First, the facts. Four individuals, found guilty of murdering parishioners in a violent assault on a place of worship, have been put to death. The Nigerian government, facing an insurgency that has chipped away at its credibility as much as its GDP, decided to send a clear signal. But what exactly is that signal worth? Market efficiency suggests that capital punishment is a poor deterrent. Studies from the United States, where execution rates have plummeted, show no corresponding rise in murder rates. In fact, the cost of the appeals process alone could fund hundreds of police patrols. Nigeria, grappling with inflation and a depreciating naira, cannot afford such indulgence.
Consider the opportunity cost. The resources poured into these four trials and executions might have been better deployed in intelligence gathering, community policing, or deradicalisation programmes. The government's own statistics show that attacks on churches have not decreased despite previous executions. Capital flight, always a concern in emerging markets, is not stemmed by spectacles of state vengeance. Investors want stability, not theatrical displays of power.

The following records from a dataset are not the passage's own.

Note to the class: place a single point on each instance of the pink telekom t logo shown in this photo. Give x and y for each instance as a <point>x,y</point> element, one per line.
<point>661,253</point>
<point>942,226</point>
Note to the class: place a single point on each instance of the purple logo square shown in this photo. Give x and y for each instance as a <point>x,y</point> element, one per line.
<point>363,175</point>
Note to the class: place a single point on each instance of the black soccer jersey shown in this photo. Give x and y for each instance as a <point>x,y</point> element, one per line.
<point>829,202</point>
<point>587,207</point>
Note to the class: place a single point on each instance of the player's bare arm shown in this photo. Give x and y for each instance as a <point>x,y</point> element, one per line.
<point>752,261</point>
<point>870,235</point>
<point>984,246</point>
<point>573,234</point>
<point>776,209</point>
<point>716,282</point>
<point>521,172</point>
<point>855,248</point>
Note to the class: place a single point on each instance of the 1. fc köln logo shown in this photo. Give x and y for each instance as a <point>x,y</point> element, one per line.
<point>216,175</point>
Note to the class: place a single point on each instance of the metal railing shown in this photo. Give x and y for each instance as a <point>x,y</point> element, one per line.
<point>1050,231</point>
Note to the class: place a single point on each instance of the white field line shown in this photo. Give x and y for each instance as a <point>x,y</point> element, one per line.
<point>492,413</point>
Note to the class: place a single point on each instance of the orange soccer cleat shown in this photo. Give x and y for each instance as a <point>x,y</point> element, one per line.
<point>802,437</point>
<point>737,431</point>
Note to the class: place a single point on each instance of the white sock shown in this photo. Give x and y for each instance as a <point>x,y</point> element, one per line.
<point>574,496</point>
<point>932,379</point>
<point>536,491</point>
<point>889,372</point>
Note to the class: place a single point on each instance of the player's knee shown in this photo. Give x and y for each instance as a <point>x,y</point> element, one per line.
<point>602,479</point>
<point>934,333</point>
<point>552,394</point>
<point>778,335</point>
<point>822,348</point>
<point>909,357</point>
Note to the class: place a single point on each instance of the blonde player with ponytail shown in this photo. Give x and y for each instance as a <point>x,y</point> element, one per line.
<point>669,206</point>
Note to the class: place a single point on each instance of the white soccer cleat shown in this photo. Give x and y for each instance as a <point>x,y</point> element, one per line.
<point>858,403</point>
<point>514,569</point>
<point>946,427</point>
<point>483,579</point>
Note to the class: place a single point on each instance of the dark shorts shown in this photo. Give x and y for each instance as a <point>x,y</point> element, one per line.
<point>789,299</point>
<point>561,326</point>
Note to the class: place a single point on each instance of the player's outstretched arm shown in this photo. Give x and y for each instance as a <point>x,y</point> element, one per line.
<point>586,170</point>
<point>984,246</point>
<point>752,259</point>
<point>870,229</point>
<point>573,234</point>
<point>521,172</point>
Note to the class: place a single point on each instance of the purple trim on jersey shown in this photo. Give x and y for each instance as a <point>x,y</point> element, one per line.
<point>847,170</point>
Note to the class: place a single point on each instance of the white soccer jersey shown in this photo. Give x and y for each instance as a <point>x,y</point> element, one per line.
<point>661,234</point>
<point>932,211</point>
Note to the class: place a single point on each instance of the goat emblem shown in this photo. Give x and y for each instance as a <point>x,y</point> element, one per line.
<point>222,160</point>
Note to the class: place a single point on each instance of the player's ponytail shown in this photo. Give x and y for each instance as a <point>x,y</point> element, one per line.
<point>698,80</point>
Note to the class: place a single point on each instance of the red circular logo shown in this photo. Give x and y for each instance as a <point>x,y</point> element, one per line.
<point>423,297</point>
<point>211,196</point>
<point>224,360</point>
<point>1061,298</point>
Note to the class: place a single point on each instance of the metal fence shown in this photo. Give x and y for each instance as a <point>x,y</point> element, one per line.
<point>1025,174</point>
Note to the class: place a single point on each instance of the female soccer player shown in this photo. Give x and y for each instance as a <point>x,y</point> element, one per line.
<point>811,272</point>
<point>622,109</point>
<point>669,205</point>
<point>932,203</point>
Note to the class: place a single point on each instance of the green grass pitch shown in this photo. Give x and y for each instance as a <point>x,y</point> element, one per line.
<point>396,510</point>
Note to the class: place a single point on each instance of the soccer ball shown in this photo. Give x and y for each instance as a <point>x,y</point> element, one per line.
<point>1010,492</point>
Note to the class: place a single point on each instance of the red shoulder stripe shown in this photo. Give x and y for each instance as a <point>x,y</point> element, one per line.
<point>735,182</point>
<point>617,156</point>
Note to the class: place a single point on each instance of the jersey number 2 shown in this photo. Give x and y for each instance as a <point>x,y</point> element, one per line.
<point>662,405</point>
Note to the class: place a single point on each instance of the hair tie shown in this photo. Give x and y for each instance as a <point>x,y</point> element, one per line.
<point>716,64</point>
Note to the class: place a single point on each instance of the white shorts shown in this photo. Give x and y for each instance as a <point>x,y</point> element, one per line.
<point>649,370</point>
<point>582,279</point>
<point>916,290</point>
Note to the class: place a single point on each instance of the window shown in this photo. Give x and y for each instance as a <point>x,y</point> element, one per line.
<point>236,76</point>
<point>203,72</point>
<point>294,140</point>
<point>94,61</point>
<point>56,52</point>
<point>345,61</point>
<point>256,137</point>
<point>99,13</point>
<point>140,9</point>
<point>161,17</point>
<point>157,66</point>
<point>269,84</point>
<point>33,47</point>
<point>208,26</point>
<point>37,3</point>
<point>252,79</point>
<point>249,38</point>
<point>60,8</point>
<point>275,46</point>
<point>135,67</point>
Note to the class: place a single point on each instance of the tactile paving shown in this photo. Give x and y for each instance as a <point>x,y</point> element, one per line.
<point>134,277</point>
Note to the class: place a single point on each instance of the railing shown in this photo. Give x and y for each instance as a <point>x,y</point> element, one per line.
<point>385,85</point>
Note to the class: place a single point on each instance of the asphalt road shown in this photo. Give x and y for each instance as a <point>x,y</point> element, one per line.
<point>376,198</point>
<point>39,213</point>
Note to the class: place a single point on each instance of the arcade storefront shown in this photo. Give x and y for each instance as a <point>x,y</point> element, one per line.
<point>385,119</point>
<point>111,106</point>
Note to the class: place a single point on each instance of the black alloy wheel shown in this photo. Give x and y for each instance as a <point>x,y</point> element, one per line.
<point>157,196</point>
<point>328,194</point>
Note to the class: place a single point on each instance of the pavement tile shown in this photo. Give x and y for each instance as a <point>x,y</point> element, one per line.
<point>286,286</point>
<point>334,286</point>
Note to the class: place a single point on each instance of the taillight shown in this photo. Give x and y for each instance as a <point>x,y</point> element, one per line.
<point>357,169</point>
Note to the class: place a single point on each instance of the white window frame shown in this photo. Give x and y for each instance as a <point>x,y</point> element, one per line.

Moreover, there is the question of central bank policy. The Central Bank of Nigeria has been fighting a losing battle against inflation, currently hovering above 20%. Every headline that presents Nigeria as a place where the state kills its own citizens, even criminals, does little to inspire confidence. The bond market is watching. Gilt yields in the UK have remained stubbornly low because the BoE has credibility. Nigeria's sovereign debt, by contrast, trades at distressed levels. This is not justice; it is a drag on fiscal responsibility.
One must also question the efficiency of the judicial process. In a system where corruption is rife and due process is often a luxury, executing the convicted is a permanent error. What if new evidence emerges? What if the trial was flawed? The market hates uncertainty, and irreversible punishments introduce a volatility that no risk manager can hedge. The cost of a wrongful execution, in terms of reputation and potential compensation, is unquantifiable.
Of course, there is the emotional argument: the families of the victims deserve closure. But closure is not a financial instrument. It does not shore up the currency or lower the cost of borrowing. It is a luxury that a nation on the brink of fiscal collapse cannot afford to subsidise. Better to channel that anger into productive investments in security and economic growth.
In conclusion, Nigeria's execution of these four men is a short-term PR win for a government desperate to appear tough. But the bottom line is clear: it is a costly, inefficient, and ultimately futile tool for combating terrorism. The market will judge this not as justice, but as a misallocation of scarce resources. Until Nigeria prioritises prevention over punishment, the violence will continue, and the nation's credit rating will suffer accordingly.